Quel cretino di Schabowski ha fatto confusione e ha rovinato tutto, protestò. Il portavoce del governo, alla storica conferenza stampa, fece confusione e anticipò l’apertura del Muro. Avevo previsto di farlo con una grande cerimonia qualche giorno dopo, sostenne, pensi se mi lasciavo sfuggire l’occasione di entrare nella storia. Forse mentiva, forse no.
Il regime non era riuscito a cambiare il sistema e assicurare condizioni migliori ai cittadini, ma se avesse cambiato troppo la Ddr avrebbe perso la sua identità nazionale.
In seguito venne processato come responsabile della morte di quattro fuggiaschi sul muro, ma non fu mai trovato un ordine scritto (come era possibile?), condannato a quattro anni, la villetta confiscata. Katia è morta nel 2017, Krenz ha lavorato per diversi imprenditori amici, anche all’ovest.
Non ha mai conosciuto il padre, morto in guerra, oppure era un sarto ebreo, fuggito, forse ucciso.

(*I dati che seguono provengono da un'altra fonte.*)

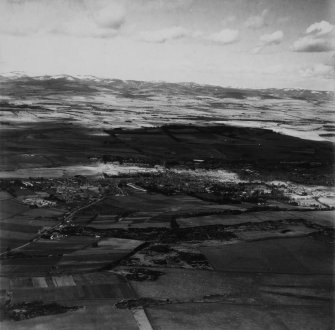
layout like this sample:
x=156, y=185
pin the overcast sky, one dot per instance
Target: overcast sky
x=243, y=43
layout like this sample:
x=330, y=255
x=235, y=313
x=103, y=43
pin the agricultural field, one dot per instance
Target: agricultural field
x=132, y=205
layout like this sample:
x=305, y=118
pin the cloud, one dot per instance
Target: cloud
x=159, y=5
x=266, y=40
x=110, y=17
x=318, y=38
x=226, y=36
x=228, y=20
x=308, y=44
x=83, y=18
x=258, y=21
x=318, y=70
x=320, y=29
x=274, y=38
x=160, y=36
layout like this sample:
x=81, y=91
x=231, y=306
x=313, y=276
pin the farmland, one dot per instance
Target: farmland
x=113, y=214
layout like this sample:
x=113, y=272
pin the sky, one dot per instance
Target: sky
x=240, y=43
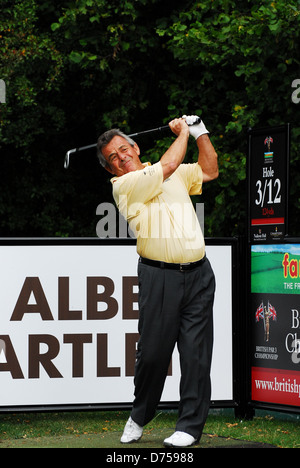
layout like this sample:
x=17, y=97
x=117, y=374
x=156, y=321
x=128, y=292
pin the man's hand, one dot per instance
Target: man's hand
x=196, y=128
x=179, y=126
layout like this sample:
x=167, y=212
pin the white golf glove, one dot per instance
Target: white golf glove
x=196, y=125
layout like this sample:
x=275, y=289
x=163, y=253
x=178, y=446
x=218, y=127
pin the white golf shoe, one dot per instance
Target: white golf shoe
x=132, y=432
x=180, y=439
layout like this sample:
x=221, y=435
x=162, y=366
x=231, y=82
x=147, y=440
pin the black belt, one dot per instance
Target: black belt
x=173, y=266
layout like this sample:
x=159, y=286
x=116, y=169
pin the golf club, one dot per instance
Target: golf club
x=83, y=148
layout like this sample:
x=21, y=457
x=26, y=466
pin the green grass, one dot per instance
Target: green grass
x=281, y=432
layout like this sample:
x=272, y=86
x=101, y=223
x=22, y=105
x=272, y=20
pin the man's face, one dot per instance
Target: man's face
x=121, y=157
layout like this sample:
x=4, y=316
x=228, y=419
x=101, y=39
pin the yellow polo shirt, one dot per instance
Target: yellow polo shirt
x=160, y=213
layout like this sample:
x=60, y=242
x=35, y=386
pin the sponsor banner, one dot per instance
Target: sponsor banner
x=69, y=320
x=275, y=311
x=276, y=386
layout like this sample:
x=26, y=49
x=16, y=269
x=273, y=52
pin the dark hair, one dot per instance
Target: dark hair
x=105, y=138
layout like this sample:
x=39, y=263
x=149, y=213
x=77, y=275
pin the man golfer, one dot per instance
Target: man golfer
x=176, y=281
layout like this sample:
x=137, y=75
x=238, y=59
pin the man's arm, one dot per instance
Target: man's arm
x=174, y=156
x=207, y=158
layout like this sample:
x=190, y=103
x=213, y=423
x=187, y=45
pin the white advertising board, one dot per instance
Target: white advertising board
x=68, y=325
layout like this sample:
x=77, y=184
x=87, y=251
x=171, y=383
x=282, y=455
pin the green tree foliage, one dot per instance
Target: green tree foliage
x=75, y=68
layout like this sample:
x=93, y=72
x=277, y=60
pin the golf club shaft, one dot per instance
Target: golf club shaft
x=83, y=148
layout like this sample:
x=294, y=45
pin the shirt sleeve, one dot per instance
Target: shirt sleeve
x=192, y=177
x=134, y=190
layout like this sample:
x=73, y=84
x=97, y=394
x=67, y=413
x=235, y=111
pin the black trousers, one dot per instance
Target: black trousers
x=175, y=307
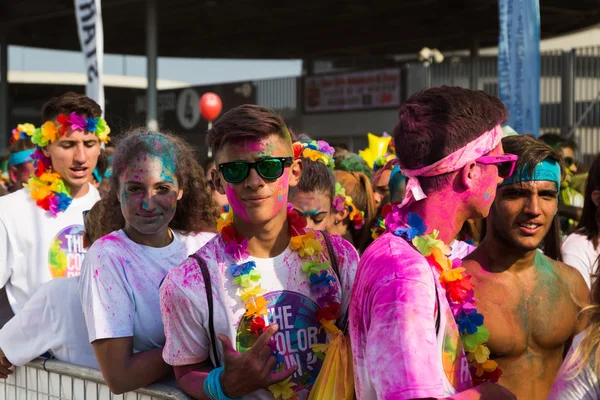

Nel ’47, insieme con la madre a dieci anni andò a trovare la sorella che viveva a Sylt, la Capri del Mare del Nord, che lavorava per le truppe britanniche. Sarebbero potuti restare, ma la madre volle tornare a est. Non lo rimpiango, ha sostenuto.
Negli Anni Sessanta studiò a Mosca, nel ’74 entrò nella Fdj, la gioventù comunista, e fece carriera. Nel 1984, fu lui a ricevere a Berlino Est, il giovane Olaf Scholz, l’attuale cancelliere, che aveva 25 anni. Era un convinto pacifista, e voleva che la Repubblica Federale uscisse dalla Nato. Oggi ha cambiato idea, Egon no. È sempre convinto che l’Unione Sovietica volesse la pace, che il Muro fu costruito a causa delle provocazioni occidentali.
Il 1° novembre del 1989, otto giorni prima della fine, parlò a Mosca a quattr’occhi con Gorbaciov. Mi assicurò che nessuno pensava alla riunificazione. Mentiva? Forse si illudeva pure lui, ha confessato Egon. Chissà se ricorda che fu io a fargli guadagnare i primi marchi capitalisti.